The ceiling-high glass windows let you sneak a peak at the immense first floor dining room, when you alight at the gates of the office complex. In order to reach it, you have to cross the ground floor retail area dedicated to teas and desserts such as macaroons, petits gateaux and chocolates. This area features a ceiling-high, wood tea display stocked with caddies that contain Yauatcha’s signature bespoke teas sourced from Taiwan. The macaroons (priced at Rs50 each excluding taxes) come is such flavours as lime, jasmine, Earl Grey, matcha, coconut, and sesame, which were launched at the Yauatcha in London earlier this month, in anticipation of the restaurant’s opening in Mumbai.

The Mumbai Yauatcha is the brand’s first international outpost. Designed by the Paris-based architecture firm GBRH, the restaurant features three fish tanks and contemporary furnishings such as white Italian marble, blue glass screens and embroidered upholstery, which are also common to the London flagship. A show kitchen and two private dining rooms are features exclusive to the Mumbai restaurant. Yauatcha also has a swanky bar area with a seating capacity of about 30 guests and is separated from the dining room by a wall. The bar will offer a selection of over 60 wines from France, Portugal, Italy, Spain, South Africa and the US, as well as over a dozen cocktails including such signature mixes as the Cha La Lai (Ketel One Vodka, black grapes, Oolong tea, apple juice and sparkling wine) and Lalu (Ketel One Vodka, lemongrass, lime, Oolong tea and lychee juice).

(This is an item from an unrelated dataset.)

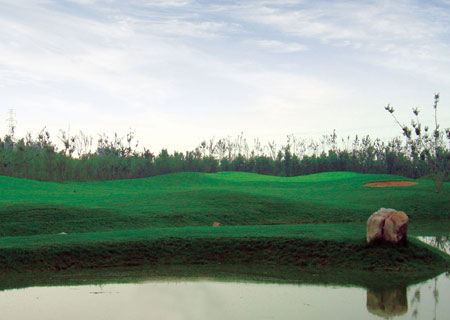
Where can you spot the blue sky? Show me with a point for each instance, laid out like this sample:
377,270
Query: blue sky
178,71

Wah Cheong Soon, the master dim sum chef for Hakkasan in Mumbai, has created over 55 varieties for Yauatcha including steamed, fried, grilled and baked options. The restaurant will also serve a small selection of stir-fries, noodles and fried rice. About 30 per cent of the menu has been tweaked for vegetarians to include asparagus, taro, yam bean and pumpkin dim sums in addition to the regular mushroom, and chive ones. Graham Hornigold, the Hakkasan Group’s executive pastry chef, has drafted the desserts menu, which includes such treats as pumpkin gingerbread, mandarin tart and milk chocolate praline. A few months after the opening, they intend to launch Taste of Yauatcha, a set menu that will be served daily, from 3.30pm to 6.30pm.

You can take heart in the fact that a meal at Yauatcha is likely to be more pocket friendly than it is at Hakkasan. The prices of dim sums start at Rs225 and can go up to Rs950 for a portion. How much you spend at the restaurant will depend on the nature of the meal, explained a spokesperson. For instance, if you visit Yauatcha for a snappy lunch then you can apparently spend as little as Rs600 per head. However, over dinner, they expect guests will linger over their meals and order more elaborately, in which case the average per cover could go up to Rs2,000.

Yauatcha is slated to open in the first week of December.